COVID-19 pneumonia meets the ARDS Berlin definition. However, it is a specific disease with peculiar phenotypes. The primary characteristic is the dissociation between the severity of the hypoxaemia and the maintenance of respiratory mechanics. Patients with respiratory compliance that is lower or higher than the median value experience severe hypoxaemia.
In a recent editorial published in Critical Care
, the authors propose two types of COVID-19 patients: non-ARDS type 1 and ARDS type 2. These two types can be distinguished through a CT scan. However, in case CT scan is not available, the patient's respiratory system compliance and the response to PEEP can be used to suggest which type they might be.
TYPE 1 - NON-ARDS
In Type 1 patients, severe hypoxaemia is associated with > 50 ml/cmH2O respiratory system compliance. The hypoxaemia is due to the loss of hypoxic pulmonary vasoconstriction and impaired regulation of pulmonary blood flow. In these patients, high PEEP and prone positioning does not improve oxygenation but redistributes pulmonary perfusion.
Type 2: ARDS
In Type 2 patients, severe hypoxaemia is associated with compliance values < 40 ml/cmH2O. This indicates severe ARDS. Lower respiratory compliance in these patients is due to the natural evolution of the disease, but there is also the possibility that the severity of damage results from initial respiratory management. Some of these patients receive CPAP or non-invasive ventilation before they are admitted to the ICU. They usually present with high respiratory drives, vigorous inspiratory efforts, and negative intrathoracic pressures. Hence, in addition to viral pneumonia, these patients may also be suffering from ventilator-induced lung injury.
Non-intubated patients who are not yet admitted to the ICU, are usually treated with CPAP and NIV. However, it is important to assess the respiratory drive and inspiratory efforts. If respiratory distress is present, endotracheal intubation should be considered in order to prevent the transition from type 1 to type 2 by self-induced lung injury. In patients who have already been identified as type 2 and are intubated in the ICU, a lower tidal volume should be applied. Type 1 patients lack the prerequisite for higher PEEP to work. PEEP levels should be limited at 8–10 cmH2O.
Type 2 patients are characterised by a reduction of total gas volume and increased lung weight and oedema. This could be due to the natural progression of the disease, to bacterial superinfection and/or to self-induced lung injury. It might be beneficial to gradually increase PEEP up to 14–15 cmH2O. Cardiac ultrasound could be used to assess right heart function when increasing PEEP levels.

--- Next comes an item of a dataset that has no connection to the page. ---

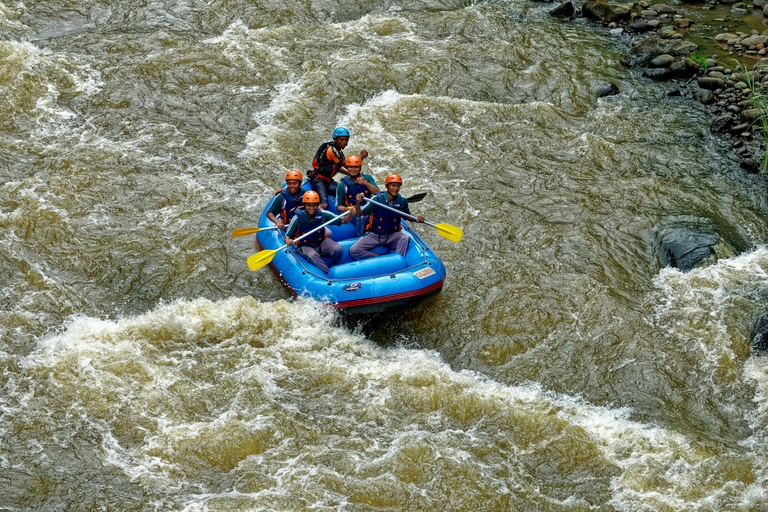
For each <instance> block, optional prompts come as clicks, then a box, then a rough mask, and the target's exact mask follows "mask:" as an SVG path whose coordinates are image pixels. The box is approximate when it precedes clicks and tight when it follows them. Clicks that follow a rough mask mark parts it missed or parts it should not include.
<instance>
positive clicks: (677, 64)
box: [669, 60, 696, 77]
mask: <svg viewBox="0 0 768 512" xmlns="http://www.w3.org/2000/svg"><path fill="white" fill-rule="evenodd" d="M669 71H670V72H672V74H673V75H675V76H683V77H688V76H693V75H694V74H695V73H696V68H694V67H692V66H689V65H688V64H687V63H686V62H685V61H684V60H676V61H675V62H673V63H672V64H670V65H669Z"/></svg>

Prone positioning can be used as a long-term treatment approach in type 2 patients. But in type 1 patients, this should only be considered as a rescue manoeuvre. Long-term prone positioning may offer very little benefit in patients with high lung compliance and can lead to unnecessary stress and fatigue in personnel.
There is still insufficient evidence to understand when and on which type of patients should nitric oxide be applied. As per this model, it would not work in type 1 patients but might work in type 2 patients in which pulmonary hypertension is more likely.

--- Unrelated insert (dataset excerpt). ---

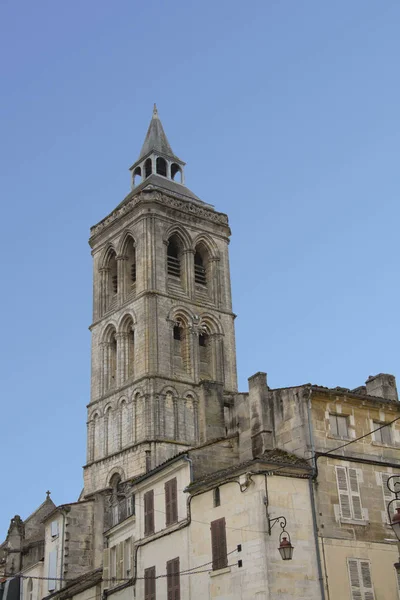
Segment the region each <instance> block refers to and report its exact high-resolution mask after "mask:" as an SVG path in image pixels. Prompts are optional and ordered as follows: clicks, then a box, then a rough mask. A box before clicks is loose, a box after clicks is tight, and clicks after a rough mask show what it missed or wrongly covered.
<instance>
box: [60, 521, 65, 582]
mask: <svg viewBox="0 0 400 600" xmlns="http://www.w3.org/2000/svg"><path fill="white" fill-rule="evenodd" d="M61 514H62V518H63V534H62V540H61V564H60V584H61V585H60V587H61V588H62V587H63V581H62V579H63V566H64V538H65V513H64V511H61Z"/></svg>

In patients with COVID-19 disease, thrombosis and ischaemic events are common. That is why a daily check of coagulation parameters is necessary for both type 1 and type 2 patients.
In summary, as per the recommendations presented in this article, in type 1 patients, PEEP levels should be kept lower in patients with high pulmonary compliance. Tidal volume thresholds should be limited to 6 ml/kg, and the respiratory rate should not exceed 20 breaths/min. In these patients, it is best to avoid doing too much. On the other hand, in type 2 patients, the standard treatment for severe ARDS should be applied.